Last week, I was so lucky and happy to be a witness at the Truth Be Told Talk to Me graduation at the MTC Lockhart Correctional Center. This was my introduction to Truth Be Told (TBT)—looking at Katie Ford’s website one day, I read about the TBT program and wanted to know more. The potential of a writing workshop in prison has always seemed massive to me—incarcerated people (and subsequently society) are better served if they’re offered tools for reformation and introspection even while they experience the punishment of being imprisoned. Living in prison might also be a person’s first chance to slow down and take stock, especially if they’re coming from a chaotic and rough life.
The writing process (which of course begins as a thinking and considering and remembering process) has been the backbone to any spiritual, moral, and emotional growth I’ve made in my own life. I’d be lost without a pen and paper. Stranded. A phenomenal teacher taught me when I was ten to write—not to echo ideas I’d heard, or create tales I thought people would like to read—but to start with the building blocks of my own visions and memories and my sensory life and my dreams and my observations of my immediate world, and to think, and to make something out of all that, to treat it like valuable material. To head into the process without guarantees, to explore, and to see what I could discover. I’m forever grateful to him, and to the teachers who followed.
I’d never been inside a prison, and TBT co-founder Carol Waid kindly sent me guidelines for volunteers coming into the facility. We could not bring cell phones, or tobacco products, or handguns (of course). We couldn’t wear all white, or revealing clothes, or short skirts, or sweat suits. No facial jewelry. Our shoes had to be closed toe, with a back. We shouldn’t mail letters for an inmate, or hug them, or ask when they’re getting out. We couldn’t have more than $25 on us, or a bottle of prescribed pills. I kept rereading this list, worried I would mess something up.
Our group of guests, volunteers, and workshop facilitators signed in that afternoon and met the women who were graduating in a big room with fluorescent lights, plastic chairs, and a scuffed floor. The women sat with us, fidgeting with the sleeves of their jumpsuits, grinning nervously, and we all introduced ourselves to each other.
The graduation wasn’t just a ceremony of passage, but a reading. The women had worked all session to discover their own stories, to write them out, and then to deliver them to an audience, which is what they did that day.

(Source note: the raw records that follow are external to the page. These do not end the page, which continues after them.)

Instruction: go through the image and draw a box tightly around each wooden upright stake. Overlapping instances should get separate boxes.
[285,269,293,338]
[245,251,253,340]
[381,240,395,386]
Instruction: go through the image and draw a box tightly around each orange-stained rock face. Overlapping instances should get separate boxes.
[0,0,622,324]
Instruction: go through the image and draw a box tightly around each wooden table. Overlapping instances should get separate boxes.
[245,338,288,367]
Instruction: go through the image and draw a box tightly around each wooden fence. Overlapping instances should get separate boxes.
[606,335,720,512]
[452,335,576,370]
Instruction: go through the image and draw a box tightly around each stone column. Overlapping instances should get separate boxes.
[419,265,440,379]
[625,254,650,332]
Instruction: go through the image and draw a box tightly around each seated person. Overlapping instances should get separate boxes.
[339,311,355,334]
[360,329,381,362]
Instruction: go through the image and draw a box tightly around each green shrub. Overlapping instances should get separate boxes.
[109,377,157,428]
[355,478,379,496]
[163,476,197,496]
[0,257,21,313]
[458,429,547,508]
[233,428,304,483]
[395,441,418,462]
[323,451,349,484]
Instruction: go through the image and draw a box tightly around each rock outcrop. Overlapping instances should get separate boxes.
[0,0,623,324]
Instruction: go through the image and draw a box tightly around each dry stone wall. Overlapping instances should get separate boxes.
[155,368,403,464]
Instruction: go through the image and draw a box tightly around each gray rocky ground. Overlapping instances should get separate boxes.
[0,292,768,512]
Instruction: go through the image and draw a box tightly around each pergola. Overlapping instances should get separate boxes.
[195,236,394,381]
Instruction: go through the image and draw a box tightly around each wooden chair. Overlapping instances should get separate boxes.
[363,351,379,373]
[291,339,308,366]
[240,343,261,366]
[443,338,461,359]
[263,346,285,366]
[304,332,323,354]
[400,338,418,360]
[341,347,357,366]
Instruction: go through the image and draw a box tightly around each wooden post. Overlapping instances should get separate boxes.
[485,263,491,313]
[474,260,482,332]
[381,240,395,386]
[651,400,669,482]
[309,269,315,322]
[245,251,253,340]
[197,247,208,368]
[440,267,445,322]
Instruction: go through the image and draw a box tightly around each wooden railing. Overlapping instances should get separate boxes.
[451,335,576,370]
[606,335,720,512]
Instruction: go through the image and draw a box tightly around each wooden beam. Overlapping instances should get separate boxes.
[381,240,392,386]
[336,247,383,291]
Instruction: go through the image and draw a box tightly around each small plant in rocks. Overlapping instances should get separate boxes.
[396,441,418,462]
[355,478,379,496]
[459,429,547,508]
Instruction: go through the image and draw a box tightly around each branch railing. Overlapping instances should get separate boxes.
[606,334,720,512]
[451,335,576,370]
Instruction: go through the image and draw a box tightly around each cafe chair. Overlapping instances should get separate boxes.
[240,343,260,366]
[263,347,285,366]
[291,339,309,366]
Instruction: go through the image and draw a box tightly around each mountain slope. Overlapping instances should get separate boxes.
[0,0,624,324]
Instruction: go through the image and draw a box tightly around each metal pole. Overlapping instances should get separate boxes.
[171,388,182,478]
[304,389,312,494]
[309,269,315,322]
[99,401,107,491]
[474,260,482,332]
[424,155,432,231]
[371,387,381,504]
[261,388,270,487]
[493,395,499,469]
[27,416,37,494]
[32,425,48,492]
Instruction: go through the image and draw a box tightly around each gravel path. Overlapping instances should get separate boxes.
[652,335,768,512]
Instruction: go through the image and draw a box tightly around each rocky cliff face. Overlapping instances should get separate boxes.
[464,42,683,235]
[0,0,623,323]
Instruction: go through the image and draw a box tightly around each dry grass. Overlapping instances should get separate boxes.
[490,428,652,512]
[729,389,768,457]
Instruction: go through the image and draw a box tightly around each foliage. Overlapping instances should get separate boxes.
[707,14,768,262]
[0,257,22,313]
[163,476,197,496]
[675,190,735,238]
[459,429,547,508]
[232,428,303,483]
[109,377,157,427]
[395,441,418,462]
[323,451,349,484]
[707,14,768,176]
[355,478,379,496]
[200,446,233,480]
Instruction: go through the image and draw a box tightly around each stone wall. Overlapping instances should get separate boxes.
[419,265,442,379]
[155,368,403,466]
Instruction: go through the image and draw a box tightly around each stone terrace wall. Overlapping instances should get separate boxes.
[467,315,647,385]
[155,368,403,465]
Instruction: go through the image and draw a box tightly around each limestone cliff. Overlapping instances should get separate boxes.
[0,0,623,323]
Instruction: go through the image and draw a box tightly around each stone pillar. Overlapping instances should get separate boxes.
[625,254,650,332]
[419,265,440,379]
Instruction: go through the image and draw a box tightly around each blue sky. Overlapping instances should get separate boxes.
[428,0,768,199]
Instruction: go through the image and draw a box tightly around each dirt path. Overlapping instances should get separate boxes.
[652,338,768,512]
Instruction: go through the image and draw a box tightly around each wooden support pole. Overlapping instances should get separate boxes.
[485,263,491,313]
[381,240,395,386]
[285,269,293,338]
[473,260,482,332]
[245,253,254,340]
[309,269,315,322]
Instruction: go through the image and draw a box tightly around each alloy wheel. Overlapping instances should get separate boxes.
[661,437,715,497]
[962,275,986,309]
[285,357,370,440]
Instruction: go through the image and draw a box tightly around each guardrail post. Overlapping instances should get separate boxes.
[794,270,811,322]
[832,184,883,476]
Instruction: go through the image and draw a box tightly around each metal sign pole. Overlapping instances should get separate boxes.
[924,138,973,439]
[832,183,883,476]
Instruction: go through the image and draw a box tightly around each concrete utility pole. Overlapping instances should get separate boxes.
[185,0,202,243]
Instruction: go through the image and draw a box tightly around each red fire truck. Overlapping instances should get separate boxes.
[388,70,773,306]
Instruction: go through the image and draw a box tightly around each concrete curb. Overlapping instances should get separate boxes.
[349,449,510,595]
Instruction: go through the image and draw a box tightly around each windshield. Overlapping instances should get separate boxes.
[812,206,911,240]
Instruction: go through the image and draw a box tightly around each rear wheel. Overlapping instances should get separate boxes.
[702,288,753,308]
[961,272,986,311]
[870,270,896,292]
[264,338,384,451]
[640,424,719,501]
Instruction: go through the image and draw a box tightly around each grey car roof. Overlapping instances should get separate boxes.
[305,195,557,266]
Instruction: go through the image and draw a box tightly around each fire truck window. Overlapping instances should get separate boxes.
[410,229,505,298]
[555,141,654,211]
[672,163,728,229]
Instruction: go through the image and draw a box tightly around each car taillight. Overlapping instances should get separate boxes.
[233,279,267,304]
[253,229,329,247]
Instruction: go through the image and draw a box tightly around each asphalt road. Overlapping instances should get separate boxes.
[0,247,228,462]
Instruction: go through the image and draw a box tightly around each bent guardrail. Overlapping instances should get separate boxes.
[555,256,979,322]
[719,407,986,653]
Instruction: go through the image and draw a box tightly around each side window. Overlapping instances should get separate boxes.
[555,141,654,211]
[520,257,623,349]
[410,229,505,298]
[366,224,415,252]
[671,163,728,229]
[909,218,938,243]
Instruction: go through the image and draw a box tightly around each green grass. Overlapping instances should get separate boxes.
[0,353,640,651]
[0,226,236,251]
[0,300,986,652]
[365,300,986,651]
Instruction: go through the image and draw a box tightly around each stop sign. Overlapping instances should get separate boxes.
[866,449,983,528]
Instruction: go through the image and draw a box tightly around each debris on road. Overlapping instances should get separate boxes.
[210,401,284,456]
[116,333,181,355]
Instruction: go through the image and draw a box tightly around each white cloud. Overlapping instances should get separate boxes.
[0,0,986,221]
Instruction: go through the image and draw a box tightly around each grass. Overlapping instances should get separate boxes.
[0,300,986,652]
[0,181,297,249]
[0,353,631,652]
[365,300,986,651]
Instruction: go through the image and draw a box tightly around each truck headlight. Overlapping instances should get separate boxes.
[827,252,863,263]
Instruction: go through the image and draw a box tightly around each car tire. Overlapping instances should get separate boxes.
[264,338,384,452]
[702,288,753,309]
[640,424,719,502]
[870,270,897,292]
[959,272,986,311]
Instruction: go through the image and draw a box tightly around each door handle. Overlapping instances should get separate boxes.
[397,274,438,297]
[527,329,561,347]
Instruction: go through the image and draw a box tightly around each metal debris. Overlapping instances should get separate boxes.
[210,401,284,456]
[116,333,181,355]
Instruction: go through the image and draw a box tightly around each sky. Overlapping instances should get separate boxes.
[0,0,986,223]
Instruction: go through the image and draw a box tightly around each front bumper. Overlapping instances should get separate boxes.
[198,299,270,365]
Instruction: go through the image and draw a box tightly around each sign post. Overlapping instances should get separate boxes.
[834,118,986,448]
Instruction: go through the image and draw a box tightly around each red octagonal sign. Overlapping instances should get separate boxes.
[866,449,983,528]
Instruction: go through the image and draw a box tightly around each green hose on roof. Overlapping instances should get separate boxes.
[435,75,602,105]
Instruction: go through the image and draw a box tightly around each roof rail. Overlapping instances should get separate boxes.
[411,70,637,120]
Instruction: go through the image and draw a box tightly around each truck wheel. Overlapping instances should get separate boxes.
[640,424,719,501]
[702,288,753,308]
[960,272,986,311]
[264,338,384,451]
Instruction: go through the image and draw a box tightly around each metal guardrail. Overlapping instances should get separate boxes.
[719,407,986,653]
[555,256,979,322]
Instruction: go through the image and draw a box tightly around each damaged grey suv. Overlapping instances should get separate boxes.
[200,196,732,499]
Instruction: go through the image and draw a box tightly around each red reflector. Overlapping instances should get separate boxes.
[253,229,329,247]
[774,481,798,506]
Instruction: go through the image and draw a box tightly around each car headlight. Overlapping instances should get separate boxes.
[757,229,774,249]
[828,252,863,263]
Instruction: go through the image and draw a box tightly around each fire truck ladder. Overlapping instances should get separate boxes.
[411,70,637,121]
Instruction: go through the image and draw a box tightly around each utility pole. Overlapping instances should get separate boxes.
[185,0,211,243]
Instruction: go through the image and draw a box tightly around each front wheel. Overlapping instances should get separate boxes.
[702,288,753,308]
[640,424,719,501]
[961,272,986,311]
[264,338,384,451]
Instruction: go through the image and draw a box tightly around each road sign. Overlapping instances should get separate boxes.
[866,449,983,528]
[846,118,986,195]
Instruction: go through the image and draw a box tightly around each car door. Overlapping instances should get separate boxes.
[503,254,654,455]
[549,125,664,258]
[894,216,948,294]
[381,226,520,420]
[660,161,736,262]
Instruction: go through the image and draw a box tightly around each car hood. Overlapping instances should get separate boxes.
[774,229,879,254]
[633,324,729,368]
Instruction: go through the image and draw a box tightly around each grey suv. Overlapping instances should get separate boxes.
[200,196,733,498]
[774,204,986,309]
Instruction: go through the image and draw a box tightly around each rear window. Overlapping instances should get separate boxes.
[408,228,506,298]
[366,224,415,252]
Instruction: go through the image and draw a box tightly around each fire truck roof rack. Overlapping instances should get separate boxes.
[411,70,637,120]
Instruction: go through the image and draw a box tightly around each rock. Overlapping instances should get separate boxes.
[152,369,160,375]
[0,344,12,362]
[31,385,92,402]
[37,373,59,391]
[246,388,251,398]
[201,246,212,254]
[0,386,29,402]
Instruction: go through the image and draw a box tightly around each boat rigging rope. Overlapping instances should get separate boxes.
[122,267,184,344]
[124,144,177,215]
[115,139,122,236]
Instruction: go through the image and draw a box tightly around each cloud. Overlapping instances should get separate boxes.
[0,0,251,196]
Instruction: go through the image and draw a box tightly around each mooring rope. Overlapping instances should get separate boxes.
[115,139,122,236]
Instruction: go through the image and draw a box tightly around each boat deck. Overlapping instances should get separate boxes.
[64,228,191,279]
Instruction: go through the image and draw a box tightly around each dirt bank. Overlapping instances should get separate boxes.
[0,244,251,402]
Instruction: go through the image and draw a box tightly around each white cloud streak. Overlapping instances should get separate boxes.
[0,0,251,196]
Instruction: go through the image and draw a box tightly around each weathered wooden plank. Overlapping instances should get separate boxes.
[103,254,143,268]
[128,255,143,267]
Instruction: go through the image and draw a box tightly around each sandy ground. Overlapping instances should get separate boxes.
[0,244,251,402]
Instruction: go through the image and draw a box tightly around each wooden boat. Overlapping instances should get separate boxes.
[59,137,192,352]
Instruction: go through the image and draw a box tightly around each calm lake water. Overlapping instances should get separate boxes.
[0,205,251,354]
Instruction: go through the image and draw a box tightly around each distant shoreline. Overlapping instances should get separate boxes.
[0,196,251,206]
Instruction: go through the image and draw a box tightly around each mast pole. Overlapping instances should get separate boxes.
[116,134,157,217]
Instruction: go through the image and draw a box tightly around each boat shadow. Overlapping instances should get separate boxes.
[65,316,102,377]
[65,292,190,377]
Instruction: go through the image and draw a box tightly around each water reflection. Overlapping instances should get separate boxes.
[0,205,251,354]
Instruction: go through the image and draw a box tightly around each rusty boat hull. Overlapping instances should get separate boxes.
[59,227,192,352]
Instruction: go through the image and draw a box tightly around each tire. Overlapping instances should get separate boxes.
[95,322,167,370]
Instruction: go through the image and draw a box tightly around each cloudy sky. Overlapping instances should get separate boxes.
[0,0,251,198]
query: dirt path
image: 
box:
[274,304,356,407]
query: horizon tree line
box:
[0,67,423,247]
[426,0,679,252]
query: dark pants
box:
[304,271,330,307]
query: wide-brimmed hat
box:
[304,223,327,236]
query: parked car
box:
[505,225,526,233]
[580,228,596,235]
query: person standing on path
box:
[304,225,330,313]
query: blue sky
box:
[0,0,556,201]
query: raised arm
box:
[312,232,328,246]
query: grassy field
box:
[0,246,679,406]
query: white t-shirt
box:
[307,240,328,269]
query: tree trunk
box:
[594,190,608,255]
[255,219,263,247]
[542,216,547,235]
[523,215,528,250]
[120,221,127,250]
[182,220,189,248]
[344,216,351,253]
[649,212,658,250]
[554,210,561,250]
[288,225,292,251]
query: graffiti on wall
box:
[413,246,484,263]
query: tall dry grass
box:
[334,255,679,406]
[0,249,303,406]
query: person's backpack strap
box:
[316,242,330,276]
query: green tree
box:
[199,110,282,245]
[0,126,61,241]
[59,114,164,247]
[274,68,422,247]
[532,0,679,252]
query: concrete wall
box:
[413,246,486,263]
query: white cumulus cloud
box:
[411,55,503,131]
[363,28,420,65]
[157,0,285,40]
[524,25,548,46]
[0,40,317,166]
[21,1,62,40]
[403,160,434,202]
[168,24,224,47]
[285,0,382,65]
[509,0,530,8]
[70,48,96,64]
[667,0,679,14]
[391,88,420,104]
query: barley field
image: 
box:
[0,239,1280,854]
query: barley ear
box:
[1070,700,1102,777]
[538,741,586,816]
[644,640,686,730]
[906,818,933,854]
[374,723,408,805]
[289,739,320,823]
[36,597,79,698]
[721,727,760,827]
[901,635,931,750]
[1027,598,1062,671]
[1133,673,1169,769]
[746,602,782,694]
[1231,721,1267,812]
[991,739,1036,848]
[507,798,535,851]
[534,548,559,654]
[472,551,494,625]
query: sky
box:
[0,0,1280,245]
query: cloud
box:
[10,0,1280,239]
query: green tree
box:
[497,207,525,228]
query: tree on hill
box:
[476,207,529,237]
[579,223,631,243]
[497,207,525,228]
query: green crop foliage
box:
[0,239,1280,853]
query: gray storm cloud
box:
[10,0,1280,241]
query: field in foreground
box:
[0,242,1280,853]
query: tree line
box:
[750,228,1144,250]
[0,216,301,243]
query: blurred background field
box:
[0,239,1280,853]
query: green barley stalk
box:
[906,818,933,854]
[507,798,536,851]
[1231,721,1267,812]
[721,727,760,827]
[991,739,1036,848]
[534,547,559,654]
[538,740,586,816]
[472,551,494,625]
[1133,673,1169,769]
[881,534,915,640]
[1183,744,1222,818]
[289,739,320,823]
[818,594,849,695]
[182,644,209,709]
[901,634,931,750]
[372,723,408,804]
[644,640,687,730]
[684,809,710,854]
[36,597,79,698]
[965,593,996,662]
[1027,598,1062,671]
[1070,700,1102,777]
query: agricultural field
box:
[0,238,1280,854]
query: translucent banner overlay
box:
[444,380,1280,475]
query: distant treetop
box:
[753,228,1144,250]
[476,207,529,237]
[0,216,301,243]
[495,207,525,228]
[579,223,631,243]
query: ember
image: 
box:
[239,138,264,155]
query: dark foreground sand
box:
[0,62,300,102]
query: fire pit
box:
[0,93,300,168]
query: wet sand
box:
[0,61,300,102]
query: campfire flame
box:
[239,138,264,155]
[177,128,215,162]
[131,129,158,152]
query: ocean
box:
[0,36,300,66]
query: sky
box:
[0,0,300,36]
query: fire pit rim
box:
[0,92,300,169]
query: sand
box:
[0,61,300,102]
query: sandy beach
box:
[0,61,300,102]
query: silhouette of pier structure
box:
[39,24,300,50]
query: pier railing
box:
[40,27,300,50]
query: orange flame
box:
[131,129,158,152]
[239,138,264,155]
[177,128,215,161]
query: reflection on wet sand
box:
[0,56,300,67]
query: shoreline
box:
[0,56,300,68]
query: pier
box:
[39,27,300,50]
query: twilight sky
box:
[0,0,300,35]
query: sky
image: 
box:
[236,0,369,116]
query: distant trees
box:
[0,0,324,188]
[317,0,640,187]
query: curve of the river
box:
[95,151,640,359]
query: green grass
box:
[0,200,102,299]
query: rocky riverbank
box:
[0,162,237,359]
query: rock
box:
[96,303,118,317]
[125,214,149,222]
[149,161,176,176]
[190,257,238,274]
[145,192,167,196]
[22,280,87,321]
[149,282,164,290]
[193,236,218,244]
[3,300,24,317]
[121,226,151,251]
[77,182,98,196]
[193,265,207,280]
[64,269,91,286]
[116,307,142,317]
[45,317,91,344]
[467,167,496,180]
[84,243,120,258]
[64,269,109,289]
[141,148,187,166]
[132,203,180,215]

And I was just floored, jaw hanging, eyes wide, eyes wet, heart beating. I know this could sound melodramatic, but these ladies crushed it. Their stories were radioactive with honesty, dark humor, bravado, tenderness, bloody pain, maternal pride, rage, old-fashioned gratitude, and that very delicate and intricate thing—hope.
They hadn’t pasteurized their memories; they used raw material to create real portrayals. Their details were vicious, vivid, unexpected—and hard-won, because all good writing is hard-won. The women had ventured past safe and comfortable tropes and clichés and bush-wacked their own paths to their own true story. No one is ever the same after doing that kind of expedition. You better understand yourself, the way you function, the world you came from, how it affects you; knowing this personal territory, you have leverage in future situations. At least that’s been my experience, and I heard the premonition of it in these women’s stories, too.
But these stories weren’t just illuminating to their own authors. They filled in abstract reports we all hear on poverty, crime rates, domestic violence, disability. These women used details like a ferris wheel seen in a dream, smelling faint perfume on a sister’s letter, stolen makeup, and basketball courts to make their lives real to everyone listening.
Statistics often seem simple, but it’s harder to reconcile (and impossible to forget) the personal account of someone who as an 11-year-old sold crack to her mother; or a girl who knows love mainly from being sexually abused by her father; or a mother dealing drugs to give her kids a childhood free of the violence and hunger she lived through, but getting busted and losing her family entirely.
I looked at the facilitators with great respect since writing like that just doesn’t come out of typical workshops!
There was a dearth of self-pity or blame. Ambition and self-knowledge took up more space. I only fear that the outside world, when a woman is released, will threaten her sense of self and her goals, but, as Katie said in a closing moment, the best thing anyone can do is believe in these women. Fear isn’t useful.
And so we left the prison, exiting into the parking lot, past the razor-wire fencing. We didn’t take anything concrete with us, but I definitely left richer, laden with new knowledge and insight, carrying stories into the world beyond. It made me think for the first time in a firsthand way about oral storytelling traditions and how they’ve saved and protected cultures and individual souls from extinction in the collective consciousness. Stories don’t trigger metal detectors either, and they can go wherever there is life.